Official Blog
r programming

Case Study: DataCamp, dplyr, and Blended Learning

How to use an online interactive coding environment for R in the class? A case study using the DataCamp platform.

Editorial Note: This is a guest blog post by Professor Matthew J. Salganik (Princeton University) in which he describes his experiences using the DataCamp interactive learning platform for blended learning. The article was first published on Wheels on the Bus. Want to use DataCamp in your class as well? Contact us via [email protected].
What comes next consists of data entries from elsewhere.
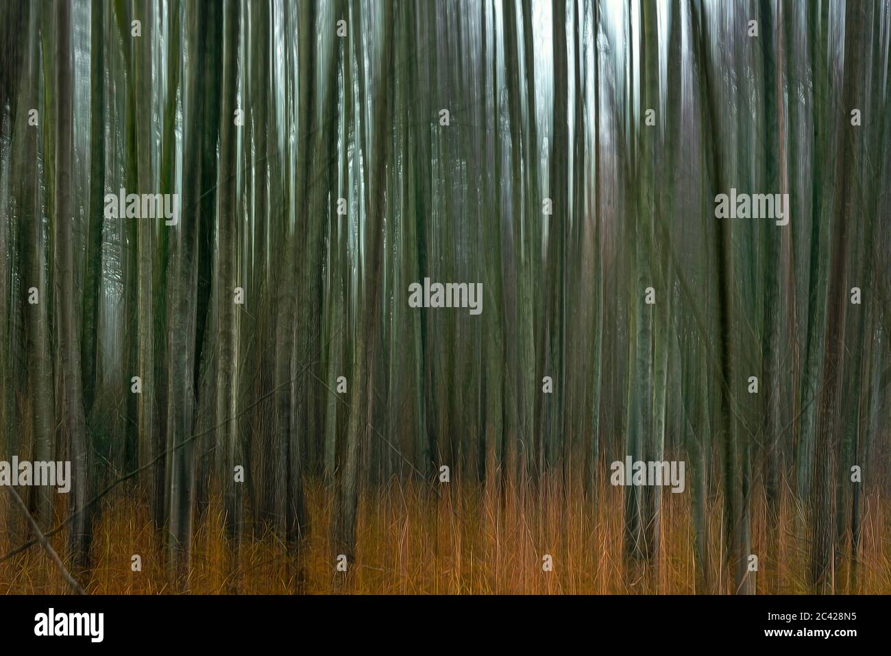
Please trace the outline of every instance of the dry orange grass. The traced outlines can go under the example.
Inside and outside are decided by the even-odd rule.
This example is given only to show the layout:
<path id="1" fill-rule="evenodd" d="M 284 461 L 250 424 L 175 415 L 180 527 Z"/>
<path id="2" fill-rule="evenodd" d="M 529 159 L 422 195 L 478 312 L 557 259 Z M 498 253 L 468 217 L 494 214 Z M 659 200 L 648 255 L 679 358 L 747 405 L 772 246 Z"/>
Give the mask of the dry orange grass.
<path id="1" fill-rule="evenodd" d="M 196 594 L 635 594 L 706 592 L 697 575 L 691 496 L 663 495 L 663 532 L 657 572 L 623 565 L 622 489 L 604 486 L 593 512 L 577 487 L 563 490 L 558 477 L 539 490 L 486 492 L 481 486 L 440 487 L 441 496 L 420 483 L 369 490 L 360 499 L 356 562 L 347 574 L 335 569 L 330 537 L 331 493 L 307 490 L 310 528 L 298 555 L 273 534 L 246 530 L 240 556 L 228 545 L 218 507 L 196 518 L 191 592 Z M 138 497 L 108 501 L 95 528 L 94 568 L 79 572 L 94 594 L 171 592 L 159 534 Z M 9 508 L 0 514 L 0 553 L 10 544 Z M 709 506 L 712 572 L 718 592 L 732 592 L 720 554 L 721 504 Z M 61 518 L 62 508 L 58 509 Z M 759 594 L 809 592 L 808 532 L 792 497 L 785 496 L 771 521 L 763 496 L 752 507 L 752 552 L 759 559 Z M 64 538 L 53 544 L 60 553 Z M 131 570 L 131 556 L 143 570 Z M 553 570 L 543 571 L 550 554 Z M 835 571 L 839 593 L 891 592 L 891 508 L 878 495 L 863 499 L 861 562 L 854 577 L 845 556 Z M 39 546 L 0 563 L 0 594 L 68 592 Z"/>

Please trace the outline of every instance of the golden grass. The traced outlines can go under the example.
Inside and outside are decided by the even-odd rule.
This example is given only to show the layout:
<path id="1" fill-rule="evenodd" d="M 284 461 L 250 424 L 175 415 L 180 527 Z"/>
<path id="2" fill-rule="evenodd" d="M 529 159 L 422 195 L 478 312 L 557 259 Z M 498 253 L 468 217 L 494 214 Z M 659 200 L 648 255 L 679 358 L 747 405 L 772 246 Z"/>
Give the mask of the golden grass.
<path id="1" fill-rule="evenodd" d="M 577 486 L 576 486 L 577 488 Z M 218 505 L 196 518 L 190 591 L 195 594 L 695 594 L 697 576 L 689 492 L 663 495 L 659 567 L 623 565 L 622 488 L 605 486 L 594 513 L 578 489 L 549 479 L 539 491 L 486 492 L 481 486 L 443 485 L 441 497 L 421 483 L 393 482 L 360 499 L 356 562 L 335 569 L 331 540 L 332 495 L 309 485 L 308 535 L 299 554 L 273 534 L 245 532 L 235 559 L 225 538 Z M 78 572 L 89 593 L 171 592 L 160 536 L 132 491 L 103 505 L 95 527 L 93 569 Z M 711 504 L 713 570 L 717 592 L 732 592 L 720 554 L 721 504 Z M 9 522 L 9 509 L 0 522 Z M 62 508 L 58 509 L 61 518 Z M 758 556 L 759 594 L 805 594 L 808 532 L 790 496 L 769 520 L 763 496 L 752 507 L 752 552 Z M 863 499 L 861 562 L 854 575 L 846 556 L 835 571 L 839 593 L 891 592 L 891 508 L 877 494 Z M 0 523 L 0 554 L 10 544 Z M 64 538 L 52 540 L 60 553 Z M 131 570 L 131 556 L 142 571 Z M 550 554 L 552 571 L 543 571 Z M 0 563 L 0 594 L 68 592 L 39 546 Z"/>

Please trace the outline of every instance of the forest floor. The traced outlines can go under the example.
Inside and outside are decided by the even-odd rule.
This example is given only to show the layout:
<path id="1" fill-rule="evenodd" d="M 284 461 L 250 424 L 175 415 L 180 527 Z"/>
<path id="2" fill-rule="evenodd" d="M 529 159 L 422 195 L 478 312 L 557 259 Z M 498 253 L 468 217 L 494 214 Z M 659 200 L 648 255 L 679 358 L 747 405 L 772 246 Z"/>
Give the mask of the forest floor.
<path id="1" fill-rule="evenodd" d="M 195 594 L 696 594 L 707 592 L 695 566 L 689 490 L 663 494 L 659 566 L 624 565 L 622 488 L 600 489 L 594 512 L 582 490 L 560 490 L 559 480 L 525 495 L 487 494 L 481 486 L 443 486 L 437 497 L 420 483 L 396 483 L 360 499 L 356 562 L 337 571 L 331 540 L 333 495 L 307 488 L 309 528 L 298 555 L 274 534 L 246 528 L 236 559 L 217 504 L 196 518 L 190 591 Z M 9 530 L 14 509 L 0 503 L 0 556 L 16 545 Z M 500 497 L 500 498 L 499 498 Z M 850 566 L 846 544 L 837 558 L 835 590 L 891 593 L 891 501 L 863 498 L 860 562 Z M 709 504 L 710 578 L 732 592 L 721 553 L 720 499 Z M 63 518 L 57 508 L 57 521 Z M 773 515 L 774 519 L 769 521 Z M 769 513 L 763 494 L 752 505 L 752 553 L 758 556 L 759 594 L 805 594 L 807 536 L 793 497 Z M 21 535 L 20 530 L 19 531 Z M 61 533 L 52 538 L 63 553 Z M 132 569 L 138 554 L 142 570 Z M 546 570 L 548 559 L 552 564 Z M 107 499 L 95 524 L 92 570 L 78 579 L 93 594 L 166 594 L 163 540 L 144 504 L 131 491 Z M 237 563 L 237 566 L 234 564 Z M 68 592 L 39 545 L 0 562 L 0 594 Z"/>

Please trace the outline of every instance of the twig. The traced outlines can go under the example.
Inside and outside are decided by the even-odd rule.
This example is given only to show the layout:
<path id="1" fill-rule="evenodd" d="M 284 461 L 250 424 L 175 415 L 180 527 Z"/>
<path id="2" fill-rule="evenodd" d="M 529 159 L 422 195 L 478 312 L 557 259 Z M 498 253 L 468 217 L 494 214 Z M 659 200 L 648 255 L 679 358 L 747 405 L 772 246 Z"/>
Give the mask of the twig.
<path id="1" fill-rule="evenodd" d="M 68 581 L 68 585 L 69 585 L 78 594 L 86 594 L 86 593 L 84 592 L 84 588 L 81 585 L 78 583 L 74 577 L 72 577 L 69 573 L 68 570 L 65 569 L 65 565 L 62 563 L 59 554 L 56 554 L 55 550 L 50 545 L 49 540 L 46 539 L 46 536 L 44 535 L 44 532 L 40 530 L 40 527 L 37 526 L 37 522 L 29 512 L 28 506 L 25 505 L 25 502 L 21 500 L 21 497 L 19 496 L 19 493 L 15 491 L 15 488 L 9 486 L 7 489 L 9 490 L 9 493 L 12 495 L 12 498 L 15 499 L 15 503 L 19 504 L 22 513 L 28 520 L 28 523 L 31 525 L 31 529 L 37 533 L 37 542 L 39 542 L 41 546 L 43 546 L 46 550 L 46 553 L 50 554 L 50 559 L 56 564 L 56 567 L 59 568 L 60 571 L 61 571 L 61 575 L 65 578 L 65 580 Z"/>

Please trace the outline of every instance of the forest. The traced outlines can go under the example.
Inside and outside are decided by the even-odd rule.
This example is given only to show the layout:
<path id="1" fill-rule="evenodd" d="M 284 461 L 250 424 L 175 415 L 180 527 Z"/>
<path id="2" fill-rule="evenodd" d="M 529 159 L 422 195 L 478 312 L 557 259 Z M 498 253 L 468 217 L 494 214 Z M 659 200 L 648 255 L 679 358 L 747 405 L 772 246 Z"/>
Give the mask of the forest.
<path id="1" fill-rule="evenodd" d="M 891 593 L 889 45 L 0 3 L 0 594 Z"/>

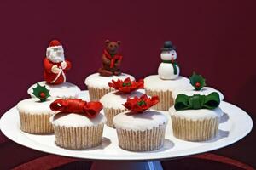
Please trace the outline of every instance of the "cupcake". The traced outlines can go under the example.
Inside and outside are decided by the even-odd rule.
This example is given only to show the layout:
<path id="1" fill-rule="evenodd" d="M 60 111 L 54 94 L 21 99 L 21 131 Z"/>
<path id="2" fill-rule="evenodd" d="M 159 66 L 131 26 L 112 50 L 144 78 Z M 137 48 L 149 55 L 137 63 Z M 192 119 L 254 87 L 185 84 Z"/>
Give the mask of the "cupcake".
<path id="1" fill-rule="evenodd" d="M 64 48 L 58 40 L 52 40 L 46 50 L 46 57 L 44 60 L 44 81 L 39 82 L 41 86 L 46 86 L 50 90 L 50 95 L 55 98 L 77 98 L 80 88 L 74 84 L 66 82 L 67 72 L 71 69 L 71 62 L 64 56 Z M 32 88 L 37 86 L 32 85 L 27 94 L 32 97 Z"/>
<path id="2" fill-rule="evenodd" d="M 81 150 L 102 144 L 106 120 L 100 113 L 102 109 L 100 102 L 59 99 L 50 104 L 50 109 L 58 111 L 50 117 L 56 145 Z"/>
<path id="3" fill-rule="evenodd" d="M 119 54 L 120 42 L 110 42 L 106 40 L 105 49 L 102 57 L 102 65 L 98 70 L 98 73 L 90 75 L 84 81 L 89 90 L 90 99 L 91 101 L 99 100 L 104 94 L 113 91 L 113 88 L 108 87 L 111 80 L 125 80 L 130 77 L 134 80 L 131 75 L 121 72 L 120 65 L 123 56 Z"/>
<path id="4" fill-rule="evenodd" d="M 138 82 L 131 81 L 130 77 L 124 81 L 118 79 L 118 81 L 112 80 L 108 83 L 110 88 L 113 88 L 115 91 L 106 94 L 101 99 L 103 105 L 104 115 L 107 118 L 107 125 L 114 128 L 113 118 L 119 113 L 128 110 L 123 104 L 127 98 L 135 96 L 141 96 L 143 93 L 137 91 L 139 88 L 143 88 L 143 80 Z"/>
<path id="5" fill-rule="evenodd" d="M 173 135 L 188 141 L 205 141 L 213 139 L 218 131 L 219 118 L 223 115 L 218 107 L 219 94 L 188 96 L 179 94 L 171 107 Z"/>
<path id="6" fill-rule="evenodd" d="M 32 134 L 53 133 L 53 127 L 49 122 L 49 117 L 54 114 L 49 109 L 53 99 L 49 98 L 49 90 L 45 86 L 38 84 L 33 88 L 33 95 L 35 98 L 21 100 L 16 105 L 20 129 Z"/>
<path id="7" fill-rule="evenodd" d="M 189 77 L 189 86 L 186 86 L 183 88 L 177 88 L 172 92 L 172 96 L 174 100 L 179 94 L 184 94 L 189 96 L 194 94 L 208 95 L 212 92 L 218 93 L 219 95 L 219 99 L 221 101 L 224 100 L 224 95 L 220 91 L 211 87 L 206 87 L 206 79 L 201 75 L 198 75 L 194 72 L 193 75 Z"/>
<path id="8" fill-rule="evenodd" d="M 168 110 L 173 105 L 172 97 L 176 88 L 183 88 L 189 85 L 189 80 L 179 76 L 180 68 L 176 61 L 176 48 L 172 42 L 166 41 L 161 48 L 161 64 L 158 68 L 158 75 L 148 76 L 144 79 L 146 94 L 149 96 L 157 95 L 160 98 L 159 104 L 153 109 Z"/>
<path id="9" fill-rule="evenodd" d="M 120 148 L 131 151 L 149 151 L 164 145 L 167 117 L 160 111 L 148 110 L 159 102 L 157 96 L 127 99 L 130 110 L 113 117 Z"/>

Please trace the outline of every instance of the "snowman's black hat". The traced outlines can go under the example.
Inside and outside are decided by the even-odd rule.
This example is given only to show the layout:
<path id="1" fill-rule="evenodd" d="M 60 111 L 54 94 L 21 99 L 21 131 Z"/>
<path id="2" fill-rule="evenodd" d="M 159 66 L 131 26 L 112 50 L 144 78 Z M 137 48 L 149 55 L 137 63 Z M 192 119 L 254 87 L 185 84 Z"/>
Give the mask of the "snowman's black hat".
<path id="1" fill-rule="evenodd" d="M 176 50 L 176 47 L 172 45 L 171 41 L 166 41 L 164 42 L 164 47 L 161 48 L 161 51 L 172 51 Z"/>

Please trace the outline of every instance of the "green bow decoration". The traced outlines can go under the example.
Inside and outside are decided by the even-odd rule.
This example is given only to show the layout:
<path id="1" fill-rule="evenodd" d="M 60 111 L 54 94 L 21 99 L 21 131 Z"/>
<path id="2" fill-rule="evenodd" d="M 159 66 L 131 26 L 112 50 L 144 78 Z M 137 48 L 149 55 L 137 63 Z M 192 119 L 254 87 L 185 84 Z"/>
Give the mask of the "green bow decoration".
<path id="1" fill-rule="evenodd" d="M 194 94 L 193 96 L 187 96 L 183 94 L 180 94 L 176 98 L 174 108 L 176 110 L 189 109 L 213 110 L 218 106 L 219 103 L 219 95 L 217 92 L 212 92 L 208 95 Z"/>

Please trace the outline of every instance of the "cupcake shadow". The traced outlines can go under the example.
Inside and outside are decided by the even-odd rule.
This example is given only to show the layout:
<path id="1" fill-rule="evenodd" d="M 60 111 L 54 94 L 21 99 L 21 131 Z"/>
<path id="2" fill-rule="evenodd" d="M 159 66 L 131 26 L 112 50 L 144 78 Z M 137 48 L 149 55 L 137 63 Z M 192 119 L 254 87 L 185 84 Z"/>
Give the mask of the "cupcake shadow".
<path id="1" fill-rule="evenodd" d="M 81 149 L 81 150 L 72 150 L 89 151 L 89 150 L 104 150 L 110 144 L 111 144 L 111 140 L 108 138 L 103 137 L 102 144 L 98 146 L 96 146 L 96 147 L 93 147 L 93 148 L 87 148 L 87 149 Z M 65 148 L 63 148 L 63 149 L 65 149 Z M 70 149 L 65 149 L 65 150 L 70 150 Z"/>
<path id="2" fill-rule="evenodd" d="M 158 149 L 158 150 L 150 150 L 150 151 L 132 151 L 132 150 L 124 150 L 125 151 L 129 151 L 129 152 L 135 152 L 135 153 L 158 153 L 158 152 L 163 152 L 165 150 L 171 150 L 174 147 L 174 143 L 172 141 L 171 141 L 170 139 L 165 139 L 165 141 L 164 141 L 164 145 L 163 147 Z M 122 148 L 120 148 L 122 149 Z M 122 149 L 123 150 L 123 149 Z"/>
<path id="3" fill-rule="evenodd" d="M 218 129 L 218 134 L 215 138 L 210 139 L 210 140 L 207 140 L 207 141 L 202 141 L 201 143 L 212 143 L 212 142 L 216 142 L 219 139 L 222 139 L 224 138 L 227 138 L 230 135 L 230 132 L 229 131 L 224 131 L 224 130 L 220 130 Z"/>

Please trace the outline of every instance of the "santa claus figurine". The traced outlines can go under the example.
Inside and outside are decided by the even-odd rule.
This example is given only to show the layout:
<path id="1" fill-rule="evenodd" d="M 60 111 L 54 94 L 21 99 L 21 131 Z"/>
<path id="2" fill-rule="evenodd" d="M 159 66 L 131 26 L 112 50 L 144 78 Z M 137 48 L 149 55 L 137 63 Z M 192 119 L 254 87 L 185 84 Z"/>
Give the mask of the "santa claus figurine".
<path id="1" fill-rule="evenodd" d="M 52 40 L 46 50 L 44 60 L 44 76 L 47 83 L 61 84 L 66 82 L 66 71 L 71 63 L 65 60 L 64 49 L 57 40 Z"/>

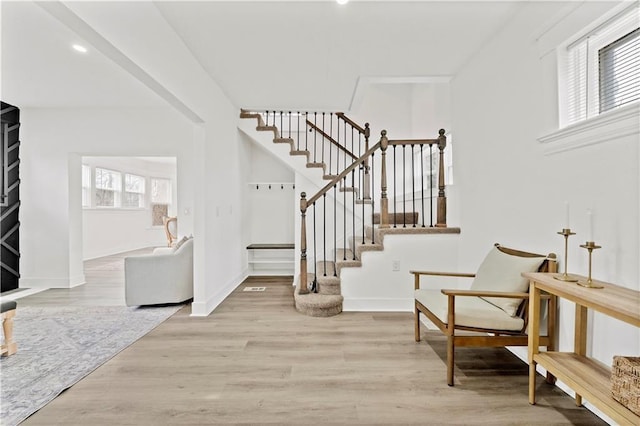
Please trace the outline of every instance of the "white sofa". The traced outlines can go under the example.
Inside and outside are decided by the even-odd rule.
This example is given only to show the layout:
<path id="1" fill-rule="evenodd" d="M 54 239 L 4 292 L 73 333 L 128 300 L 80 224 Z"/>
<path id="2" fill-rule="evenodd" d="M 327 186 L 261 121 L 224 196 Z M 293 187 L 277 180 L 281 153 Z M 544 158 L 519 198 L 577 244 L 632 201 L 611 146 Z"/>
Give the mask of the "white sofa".
<path id="1" fill-rule="evenodd" d="M 127 306 L 179 303 L 193 298 L 193 238 L 177 248 L 124 259 Z"/>

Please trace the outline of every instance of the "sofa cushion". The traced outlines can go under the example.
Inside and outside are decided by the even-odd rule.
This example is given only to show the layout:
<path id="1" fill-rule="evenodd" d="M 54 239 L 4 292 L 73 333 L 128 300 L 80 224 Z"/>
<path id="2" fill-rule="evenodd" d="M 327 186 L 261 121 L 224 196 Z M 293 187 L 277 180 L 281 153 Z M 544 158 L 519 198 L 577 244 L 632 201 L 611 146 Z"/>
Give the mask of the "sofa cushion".
<path id="1" fill-rule="evenodd" d="M 523 272 L 535 272 L 546 259 L 545 256 L 521 257 L 491 249 L 476 272 L 471 290 L 500 292 L 527 292 L 529 281 L 522 277 Z M 486 297 L 487 302 L 514 316 L 522 299 Z"/>
<path id="2" fill-rule="evenodd" d="M 416 290 L 415 299 L 431 313 L 447 323 L 448 297 L 440 290 Z M 457 296 L 455 325 L 488 330 L 520 331 L 524 320 L 513 317 L 480 297 Z"/>

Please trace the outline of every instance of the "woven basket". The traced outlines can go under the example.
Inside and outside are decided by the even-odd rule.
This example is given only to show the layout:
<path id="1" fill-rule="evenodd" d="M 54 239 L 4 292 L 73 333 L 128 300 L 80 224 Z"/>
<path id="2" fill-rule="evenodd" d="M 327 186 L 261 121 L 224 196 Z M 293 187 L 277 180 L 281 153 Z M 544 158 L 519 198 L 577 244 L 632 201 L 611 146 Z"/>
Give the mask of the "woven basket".
<path id="1" fill-rule="evenodd" d="M 613 399 L 640 416 L 640 357 L 613 357 L 611 394 Z"/>

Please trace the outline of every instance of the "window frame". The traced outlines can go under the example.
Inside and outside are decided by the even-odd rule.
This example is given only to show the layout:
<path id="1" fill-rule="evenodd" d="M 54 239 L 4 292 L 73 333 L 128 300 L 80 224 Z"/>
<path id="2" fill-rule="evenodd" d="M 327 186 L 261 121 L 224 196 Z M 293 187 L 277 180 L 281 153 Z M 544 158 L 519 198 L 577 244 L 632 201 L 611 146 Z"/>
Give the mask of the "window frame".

DataCamp, dplyr, and blended learning

As I’ve written about in previous posts (here, here, and here), this semester I taught a course called Advanced Data Analysis for the Social Science, which is the second course in our department’s required sequence for Ph.D. students. I’ve taught this course in the past, and in teaching the course this time, I tried to modernize it both in content and in form. Therefore, I partnered with DataCamp to make their dplyr course, taught by Garrett Grolemund, available to my students. This combination of face-to-face teaching and online content is called blended learning, and it’s something that I’d like to explore more in future classes. For a first attempt, I think it worked pretty well, and the people at DataCamp were very helpful. Here’s more about what happened.

DataCamp is an online learning platform focused on data science. They offer courses on a variety of topics, but most are focused on R and variety of R packages. I was happy to see that they offer a course on dplyr, a wonderful data manipulation package by Hadley Wickham and colleagues. dplyr is very well designed, but it takes some getting used to because it works differently (some might say better) than the way things work in base R. So, like a traditional class, we had a face-to-face lab session on dplyr and a homework assignment that required students to use it (here’s our class syllabus). But, I knew that the students would need more practice if they were going to becoming truly fluent in dplyr. So, in addition to our traditional class activities, I offered the students the chance to take Garrett Grolemund’s dplyr course. The course consists of 5 chapters, each with videos and instantly graded exercises. I had taken Garrett’s class myself, and I found the exercises to be really, really helpful for practicing dplyr’s style of thinking.

How did my students respond? About half the students started Garrett’s course, and, of the students that started, a bit less than half pretty much completed the whole thing.


Is that a success or failure? I’d say a success because Garrett’s course was not required and it was quite long (about 4 hours). In other words, by offering this enrichment about a quarter of the class ended up spending more time learning. I’ve redacted names from the plot, but the students that were most engaged with Garrett’s course were an interesting mix; it was not just the strongest students or the struggling students. If this kind of enrichment were offered more regularly, I wonder which students would be the most likely to take it up.

Finally, I’d like to thank Martijn Theuwissen from DataCamp for helping to make this experiment in blended learning possible. I’d definitely like to try this again next time I teach a course on data analysis.